Por el Maestro Enrique Chavanel.
Asistir a los Premios Ariel es una experiencia a la que se supone que uno debería llegar con la expectación que se reserva para las grandes noches del arte y la cultura. Y, sin embargo, lo que experimenté en la gala de 2024 fue una especie de purgatorio audiovisual, una noche carente de pasión, donde el llamado "nuevo cine mexicano" me recordó que el cine verdaderamente auténtico en este país se quedó atrás, en la era de los videohomes.
Entré al recinto ataviado en un esmoquin digno de la ocasión, dispuesto a enfrentar las miradas complacientes de la fauna que compone la industria mexicana. Todos esos directores y actores con sus discursos rebuscados, mirándose unos a otros con una admiración que solo puedo definir como un eco vacío de falsa camaradería. Porque, ¿qué celebran? ¿Qué aplauden? Puedo decirlo con absoluta seguridad: no celebran cine, no aplauden arte. Aplauden la ausencia de riesgo, la mediocridad de un cine que se viste de independencia pero que carece de identidad.
La ceremonia fue un desfile de discursos anodinos y agradecimientos insípidos, como si la sola mención del "cine de autor" bastara para hacer de cualquier bodrio una obra de arte. Pero, como hombre de criterio, mi paciencia tiene límites, y confieso que en varios momentos miré el reloj con desesperación, cuestionándome si realmente estaba dispuesto a soportar otra perorata sobre “la importancia de visibilizar las historias marginales”. Sí, sí, eso ya lo sabemos, pero ¿dónde está el arte, el verdadero impulso creativo, ese cine que provoca, que subleva? ¿Dónde quedó el México que alguna vez fue capaz de hacer cine auténtico, honesto, el México de los videohomes?

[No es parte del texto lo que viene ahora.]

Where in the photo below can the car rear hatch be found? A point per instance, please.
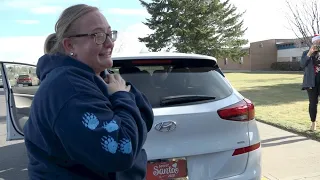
(198, 117)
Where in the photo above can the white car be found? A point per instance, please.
(204, 129)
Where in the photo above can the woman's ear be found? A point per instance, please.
(67, 45)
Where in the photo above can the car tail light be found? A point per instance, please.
(241, 111)
(246, 149)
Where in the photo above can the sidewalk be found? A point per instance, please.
(287, 156)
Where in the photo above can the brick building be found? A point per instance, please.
(262, 54)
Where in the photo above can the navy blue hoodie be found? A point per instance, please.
(77, 131)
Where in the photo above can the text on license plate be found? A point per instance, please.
(170, 169)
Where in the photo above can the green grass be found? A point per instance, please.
(278, 99)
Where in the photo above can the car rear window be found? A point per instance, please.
(161, 80)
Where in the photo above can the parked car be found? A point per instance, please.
(1, 83)
(27, 79)
(203, 129)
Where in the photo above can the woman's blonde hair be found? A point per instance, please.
(64, 27)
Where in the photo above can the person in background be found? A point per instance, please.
(310, 62)
(82, 126)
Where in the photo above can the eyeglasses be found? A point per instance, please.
(100, 37)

Ah, los videohomes. Ese es el cine mexicano en su máxima expresión, en su auténtica brutalidad. Claro, estoy seguro de que más de uno de mis colegas, esos "intelectuales del séptimo arte" (Saludos, Ayala Blanco y F. Solorzano), hará muecas de horror ante mi mención de lo que ellos consideran el “cine de los suburbios”. Pero les diré algo: esos videohomes son lo más cercano que tenemos al cine de arte. Porque en sus historias simples y directas, en su osadía de explorar las realidades que nadie quiere ver, se encuentra una sinceridad que estos supuestos cineastas independientes ni siquiera pueden empezar a comprender.
Esa noche, mientras la alfombra roja lucía una gama de rostros pretenciosos que se creen los salvadores del cine nacional, no pude evitar recordar a personajes como Juan Valentín, Los Almada, Jorge Aldama, Valentín Trujillo, verdaderos artistas que, sin necesitar de halagos de festivales ni de subvenciones elitistas, capturaban la esencia de lo mexicano. Videohomes como 100 kilos de plomo (pendiente reseña) o Cholos vs. Narcos poseen un alma que ninguna de las películas premiadas esa noche podría siquiera soñar con alcanzar. Porque esos filmes no pretendían ser otra cosa que un reflejo crudo y honesto de una sociedad que aún tenía el valor de mirarse al espejo sin autoengaños.
Y mientras yo intentaba concentrarme en la interminable lista de galardones, mi mente volvía una y otra vez a esa época dorada del videohome, cuando el cine se hacía sin miedo y sin el falso pudor que caracteriza a esta nueva ola de directores que creen que por filmar en blanco y negro o con planos largos están creando arte. Lo que están creando es aburrimiento, y de eso tuvimos de sobra esa noche. Porque el arte verdadero, en su naturaleza más pura, no es una cuestión de pretensiones, sino de autenticidad.
Al final, salí de la gala con una sonrisa amarga. En primera por que, con todo respeto, el vino mexicano es malísimo, y además que mientras el resto de los asistentes se retiraba con la satisfacción de haber sobrevivido a otra noche de vanidades, yo sabía que había sido testigo de algo más profundo: el colapso de una industria que se ha negado a ver el verdadero cine que una vez produjimos, un cine al que ahora consideran “de baja estofa” pero que, paradójicamente, era mucho más grande y auténtico que todas las supuestas obras maestras que vi desfilar esa noche.